Today, I wanted to improve our blog-title-to-permalink function, so that (French) accentuated characters are not simply stripped but rather converted to their non accentuated version. For example, "é" would be converted to "e".
After some googling and (slightly) tweaking what I found, here is the function I use:
noaccents_table = ''.join(map(chr, range(192))) + \
"AAAAAAACEEEEIIIIDNOOOOOxOUUUUYTsaaaaaaaceeeeiiiidnooooo/ouuuuyty"
def latin1_to_ascii(u_str):
return u_str.encode('latin1', 'replace').translate(noaccents_table)
As you can see, it takes a unicode string as argument.
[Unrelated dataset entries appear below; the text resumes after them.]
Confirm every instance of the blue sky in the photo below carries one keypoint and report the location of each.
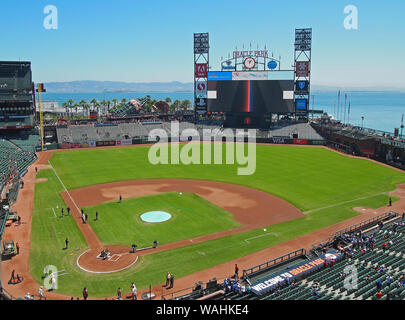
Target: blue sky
(138, 40)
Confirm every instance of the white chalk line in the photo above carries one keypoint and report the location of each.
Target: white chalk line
(54, 212)
(344, 202)
(64, 187)
(101, 272)
(262, 235)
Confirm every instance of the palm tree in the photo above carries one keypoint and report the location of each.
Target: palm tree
(175, 105)
(70, 103)
(108, 105)
(66, 106)
(103, 104)
(94, 102)
(82, 103)
(185, 104)
(75, 106)
(86, 107)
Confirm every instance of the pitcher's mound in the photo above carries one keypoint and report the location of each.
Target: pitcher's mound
(117, 259)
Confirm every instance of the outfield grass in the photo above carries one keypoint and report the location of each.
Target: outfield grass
(192, 216)
(310, 178)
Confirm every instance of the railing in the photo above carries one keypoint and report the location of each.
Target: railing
(183, 292)
(274, 262)
(355, 227)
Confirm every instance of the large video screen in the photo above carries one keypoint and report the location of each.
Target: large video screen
(15, 80)
(257, 96)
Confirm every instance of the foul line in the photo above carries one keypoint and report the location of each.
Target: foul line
(344, 202)
(102, 272)
(64, 186)
(54, 212)
(262, 235)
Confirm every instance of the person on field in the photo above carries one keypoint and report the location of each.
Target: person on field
(12, 275)
(171, 281)
(133, 290)
(236, 272)
(40, 293)
(167, 279)
(85, 294)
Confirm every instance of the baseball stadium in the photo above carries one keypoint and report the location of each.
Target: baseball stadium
(86, 214)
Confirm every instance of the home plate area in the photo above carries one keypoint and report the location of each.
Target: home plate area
(107, 260)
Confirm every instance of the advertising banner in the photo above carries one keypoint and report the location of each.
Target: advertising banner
(367, 152)
(201, 70)
(280, 140)
(126, 142)
(300, 141)
(65, 145)
(201, 88)
(201, 43)
(301, 87)
(266, 284)
(301, 104)
(257, 75)
(219, 76)
(105, 143)
(302, 68)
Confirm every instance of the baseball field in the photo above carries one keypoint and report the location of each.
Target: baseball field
(210, 220)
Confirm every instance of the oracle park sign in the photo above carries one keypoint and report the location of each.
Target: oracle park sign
(269, 282)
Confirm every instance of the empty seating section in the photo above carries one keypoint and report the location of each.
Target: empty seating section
(337, 282)
(27, 144)
(85, 133)
(13, 161)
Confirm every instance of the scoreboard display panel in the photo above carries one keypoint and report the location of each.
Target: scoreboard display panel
(256, 96)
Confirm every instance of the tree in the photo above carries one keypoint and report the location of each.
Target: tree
(108, 105)
(94, 102)
(175, 105)
(66, 106)
(185, 104)
(82, 103)
(75, 106)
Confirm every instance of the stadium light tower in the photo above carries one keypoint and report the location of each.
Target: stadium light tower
(302, 71)
(40, 88)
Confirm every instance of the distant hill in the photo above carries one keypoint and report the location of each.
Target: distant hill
(90, 86)
(321, 88)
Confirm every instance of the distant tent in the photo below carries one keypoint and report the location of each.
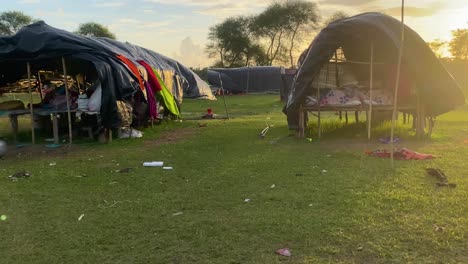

Here how you use it:
>>> latin1_to_ascii(u'évidemment')
'evidemment'
Note for later: if I ever need to do it in a more generalized way (not only for latin1), the iconv module (http://pypi.python.org/pypi/iconv) might (or might not) be useful.
Comments
Because I personally find that:
http://xxx/evidemment looks better than http://xxx/%C3%A9videmment
But the browsers now display the links with the characters converted
I didn't want to go through the trouble of detecting the encoding of the url nor handle the decoding of it, potentially accounting for varying behaviors across browsers.